It may be one step closer, but it’s still not a complete endorsement.
Daimler’s Mercedes-Benz trucks have been approved for renewable diesel. However, that approval does not extend to trucks that Daimler markets and sells in North America.
When Hard Working Trucks contacted Daimler Trucks North America about its stance on renewable diesel this week the company responded, “This only applies to Mercedes-Benz Trucks which are not marketed and sold in the U.S. This is a Mercedes-Benz Trucks topic. COM Manager copied. No further comment from DTNA.”
Mercedes approved the use of the hydrotreated biofuel in its heavy duty OM 470 and OM 471 engines as well as medium duty OM 936 and OM 934 variants.
Though components vary, trucks in North America do share some of the same engine blocks as their European counterparts.
For instance in January, 2013 Mercedes reported that the engine block used in its then new OM 473 had undergone “extensive testing in North America, where for the past five years over 100,000 units of the same engine block have already been in use as Detroit Diesel DD 16 and 15 with two different engine capacities (15.6 liter and 14.8 liter).”

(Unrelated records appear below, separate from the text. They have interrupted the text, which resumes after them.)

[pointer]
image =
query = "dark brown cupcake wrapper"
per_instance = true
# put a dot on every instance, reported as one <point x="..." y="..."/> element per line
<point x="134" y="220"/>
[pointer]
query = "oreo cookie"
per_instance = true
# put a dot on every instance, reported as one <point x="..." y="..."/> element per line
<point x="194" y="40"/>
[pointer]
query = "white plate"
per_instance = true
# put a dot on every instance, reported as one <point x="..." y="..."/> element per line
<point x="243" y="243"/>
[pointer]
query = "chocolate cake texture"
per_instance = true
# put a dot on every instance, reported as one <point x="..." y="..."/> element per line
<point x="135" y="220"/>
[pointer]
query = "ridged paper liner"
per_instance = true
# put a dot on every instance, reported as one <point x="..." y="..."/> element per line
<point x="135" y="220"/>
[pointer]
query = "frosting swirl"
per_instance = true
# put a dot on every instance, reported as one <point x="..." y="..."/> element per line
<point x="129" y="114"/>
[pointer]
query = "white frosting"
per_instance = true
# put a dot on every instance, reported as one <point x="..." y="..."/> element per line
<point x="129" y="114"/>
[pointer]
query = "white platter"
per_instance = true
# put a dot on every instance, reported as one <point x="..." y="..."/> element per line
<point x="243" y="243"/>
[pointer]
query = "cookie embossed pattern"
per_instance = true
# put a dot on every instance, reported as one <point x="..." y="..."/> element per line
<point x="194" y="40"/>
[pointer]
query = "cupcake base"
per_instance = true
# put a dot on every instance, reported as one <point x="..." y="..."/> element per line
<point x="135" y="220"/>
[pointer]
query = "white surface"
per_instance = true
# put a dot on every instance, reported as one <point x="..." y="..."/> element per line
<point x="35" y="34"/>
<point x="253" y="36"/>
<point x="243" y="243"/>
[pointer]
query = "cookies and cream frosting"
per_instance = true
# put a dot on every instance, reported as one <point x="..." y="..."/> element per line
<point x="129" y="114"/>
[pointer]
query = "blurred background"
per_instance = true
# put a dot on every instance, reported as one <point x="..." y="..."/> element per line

But the block may be one of the few things that the engines share in common.
“In Europe, only the larger 15.6 liter variant is used. It differs from the American powerplants by more than 200 parts. The different manufacturing plants – the units for Detroit Diesel are produced in North America – make the distinctions clear,” the Mercedes press release states.
Renewable diesel has been gaining traction in the U.S.
The State of California announced in December that its state-wide fleet would be using renewable diesel in place of bio diesel.
Mack and Volvo Trucks approved the fuel earlier this year. UPS has been using renewable diesel for over a year and besides being pleased with its lower emissions the company reports that the fuel possess beneficial synthetic properties similar to synthetic motor oil.
Neste, the largest provider of renewable diesel in North America, states that their fuel lowers greenhouse emissions by up to 90 percent when compared to conventional diesel.
Unlike biodiesel, the complex refinement that renewable, or synthetic diesel undergoes renders it into a fuel that meets all U.S. emissions standards. Since its chemical structure matches conventional diesel, it can be used directly as a substitute. No retrofitting is required.